First, given low interest rates, there is no “steerage” left (unless you want to try negative interest rates), so the orthodoxy advocates an entirely artificial boost to interest rates by having government borrow and spend. As Milton Friedman and Warren Mosler said, there is no good reason for government borrowing. So the net effect of the latter interest rate rise is that mortgagors pay more interest on their mortgages just satisfy economists strange ideas on how the economy should be steered.

Second, interest rate adjustments might make sense if they worked much faster than fiscal adjustments. But they don’t: at least there’s a Bank of England article which claims interest rates take a full year to work.
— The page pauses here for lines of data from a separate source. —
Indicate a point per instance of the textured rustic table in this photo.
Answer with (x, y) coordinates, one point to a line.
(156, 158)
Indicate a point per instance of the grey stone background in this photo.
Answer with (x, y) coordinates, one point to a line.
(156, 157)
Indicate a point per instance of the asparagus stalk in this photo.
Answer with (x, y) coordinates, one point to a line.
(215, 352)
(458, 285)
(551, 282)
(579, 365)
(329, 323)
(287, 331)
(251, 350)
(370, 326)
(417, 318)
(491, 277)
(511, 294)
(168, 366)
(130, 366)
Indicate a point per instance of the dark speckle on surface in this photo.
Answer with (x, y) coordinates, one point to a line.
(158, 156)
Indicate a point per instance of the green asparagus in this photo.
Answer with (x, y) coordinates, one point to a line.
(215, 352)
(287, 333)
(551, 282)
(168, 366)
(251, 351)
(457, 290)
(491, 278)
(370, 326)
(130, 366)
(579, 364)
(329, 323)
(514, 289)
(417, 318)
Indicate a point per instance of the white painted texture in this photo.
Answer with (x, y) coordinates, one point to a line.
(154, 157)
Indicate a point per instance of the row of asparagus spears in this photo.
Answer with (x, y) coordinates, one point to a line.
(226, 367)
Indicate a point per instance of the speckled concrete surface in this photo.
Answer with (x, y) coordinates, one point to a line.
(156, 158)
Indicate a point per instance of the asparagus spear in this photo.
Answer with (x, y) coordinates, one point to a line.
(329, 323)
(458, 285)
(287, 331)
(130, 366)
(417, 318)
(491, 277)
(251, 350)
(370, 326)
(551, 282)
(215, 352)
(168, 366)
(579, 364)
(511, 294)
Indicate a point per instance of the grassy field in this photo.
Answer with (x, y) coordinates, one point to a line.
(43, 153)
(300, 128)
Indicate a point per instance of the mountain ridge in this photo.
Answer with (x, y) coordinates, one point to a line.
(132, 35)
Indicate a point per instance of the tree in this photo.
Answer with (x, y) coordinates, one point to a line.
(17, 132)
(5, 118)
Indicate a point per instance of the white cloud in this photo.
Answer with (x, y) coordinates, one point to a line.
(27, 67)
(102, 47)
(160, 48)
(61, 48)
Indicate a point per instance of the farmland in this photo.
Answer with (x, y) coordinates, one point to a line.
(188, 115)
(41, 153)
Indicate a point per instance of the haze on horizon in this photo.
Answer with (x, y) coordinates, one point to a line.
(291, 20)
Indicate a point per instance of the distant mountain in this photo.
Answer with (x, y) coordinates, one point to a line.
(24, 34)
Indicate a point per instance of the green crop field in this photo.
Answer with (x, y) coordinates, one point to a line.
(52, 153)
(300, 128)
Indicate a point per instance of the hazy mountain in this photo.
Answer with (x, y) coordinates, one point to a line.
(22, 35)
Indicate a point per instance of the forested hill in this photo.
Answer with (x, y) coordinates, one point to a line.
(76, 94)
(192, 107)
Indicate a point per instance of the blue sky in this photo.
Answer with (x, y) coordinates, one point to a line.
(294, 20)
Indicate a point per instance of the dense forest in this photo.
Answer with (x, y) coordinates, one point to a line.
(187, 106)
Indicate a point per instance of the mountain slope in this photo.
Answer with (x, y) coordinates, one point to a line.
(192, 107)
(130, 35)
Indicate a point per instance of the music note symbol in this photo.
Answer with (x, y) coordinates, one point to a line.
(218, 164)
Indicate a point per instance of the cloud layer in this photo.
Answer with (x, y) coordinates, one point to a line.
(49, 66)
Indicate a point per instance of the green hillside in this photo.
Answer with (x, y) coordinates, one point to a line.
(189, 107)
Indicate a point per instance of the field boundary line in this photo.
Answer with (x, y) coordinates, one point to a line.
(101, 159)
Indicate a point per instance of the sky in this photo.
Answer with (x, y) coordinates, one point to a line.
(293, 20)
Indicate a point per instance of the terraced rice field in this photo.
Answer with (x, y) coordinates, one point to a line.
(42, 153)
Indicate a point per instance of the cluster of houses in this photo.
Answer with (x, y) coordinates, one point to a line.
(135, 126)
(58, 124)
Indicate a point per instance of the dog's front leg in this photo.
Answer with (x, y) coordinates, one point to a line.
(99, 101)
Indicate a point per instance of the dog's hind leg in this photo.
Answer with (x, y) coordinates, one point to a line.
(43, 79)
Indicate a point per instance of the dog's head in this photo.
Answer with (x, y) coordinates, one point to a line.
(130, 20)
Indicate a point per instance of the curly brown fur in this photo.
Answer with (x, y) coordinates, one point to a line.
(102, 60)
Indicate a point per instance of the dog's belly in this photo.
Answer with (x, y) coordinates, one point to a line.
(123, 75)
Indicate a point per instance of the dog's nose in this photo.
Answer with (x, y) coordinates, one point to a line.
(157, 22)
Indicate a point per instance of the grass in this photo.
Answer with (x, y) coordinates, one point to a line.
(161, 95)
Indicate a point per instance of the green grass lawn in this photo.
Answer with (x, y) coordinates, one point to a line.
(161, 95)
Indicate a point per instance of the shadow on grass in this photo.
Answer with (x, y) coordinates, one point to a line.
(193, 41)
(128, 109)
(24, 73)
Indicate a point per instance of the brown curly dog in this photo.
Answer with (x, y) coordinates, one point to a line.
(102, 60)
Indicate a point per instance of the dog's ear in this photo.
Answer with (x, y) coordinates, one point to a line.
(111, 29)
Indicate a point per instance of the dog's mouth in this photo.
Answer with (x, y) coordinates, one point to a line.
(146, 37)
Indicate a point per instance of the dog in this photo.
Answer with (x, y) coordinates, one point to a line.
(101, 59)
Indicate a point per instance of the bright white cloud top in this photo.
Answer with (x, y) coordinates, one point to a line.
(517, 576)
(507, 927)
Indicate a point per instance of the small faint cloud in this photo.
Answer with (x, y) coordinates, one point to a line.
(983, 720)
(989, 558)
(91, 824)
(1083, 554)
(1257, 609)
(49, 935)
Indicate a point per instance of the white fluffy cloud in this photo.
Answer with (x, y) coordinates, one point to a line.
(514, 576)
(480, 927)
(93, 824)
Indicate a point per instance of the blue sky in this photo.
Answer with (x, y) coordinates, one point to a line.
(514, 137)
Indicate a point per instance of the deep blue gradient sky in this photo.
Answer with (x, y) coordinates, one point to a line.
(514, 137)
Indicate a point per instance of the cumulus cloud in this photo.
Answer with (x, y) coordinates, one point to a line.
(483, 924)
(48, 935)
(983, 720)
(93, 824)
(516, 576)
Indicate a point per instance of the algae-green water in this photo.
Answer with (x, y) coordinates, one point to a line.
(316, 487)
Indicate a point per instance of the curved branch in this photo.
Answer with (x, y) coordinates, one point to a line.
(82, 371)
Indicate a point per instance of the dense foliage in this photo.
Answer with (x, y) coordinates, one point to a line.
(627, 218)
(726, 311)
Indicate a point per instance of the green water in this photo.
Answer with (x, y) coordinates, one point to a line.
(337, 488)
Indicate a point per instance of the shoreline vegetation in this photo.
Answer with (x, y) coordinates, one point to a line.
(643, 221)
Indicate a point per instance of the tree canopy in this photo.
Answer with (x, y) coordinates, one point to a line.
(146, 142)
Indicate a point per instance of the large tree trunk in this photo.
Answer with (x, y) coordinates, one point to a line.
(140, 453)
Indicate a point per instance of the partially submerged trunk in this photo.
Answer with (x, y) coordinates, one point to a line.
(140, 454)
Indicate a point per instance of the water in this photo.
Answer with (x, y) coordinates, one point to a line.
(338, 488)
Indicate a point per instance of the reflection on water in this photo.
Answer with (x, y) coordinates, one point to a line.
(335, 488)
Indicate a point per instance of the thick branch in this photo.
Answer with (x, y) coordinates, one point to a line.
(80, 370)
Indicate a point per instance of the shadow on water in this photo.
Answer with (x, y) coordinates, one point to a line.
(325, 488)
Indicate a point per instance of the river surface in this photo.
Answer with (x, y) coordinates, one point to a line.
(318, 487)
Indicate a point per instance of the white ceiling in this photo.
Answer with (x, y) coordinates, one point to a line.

Third, the purpose of the economy is to produce what people want (both in terms of what they normally purchase out of disposable income and the stuff normally supplied to them by government). Thus if there is scope for supplying “more of what people want” (i.e. if the economy is not at capacity), the logical solution is to give Main Street more after tax income and boost public spending. In contrast, there is no obvious reason why a recession is necessarily caused by inadequate lending and investment rather than an inadequacy in one of the other elements in aggregate demand, like consumer spending or exports.

Tom Hickey said...

Good points, Ralph.

at least there’s a Bank of England article which claims interest rates take a full year to work

I recall Mike Sankowski saying that it takes interest rates about two years to work through the RE channel, which is where their strongest effect occurs.

Monetary policy based on interest rate adjustment is a blunt instrument — a hammer that sees all problems as nails.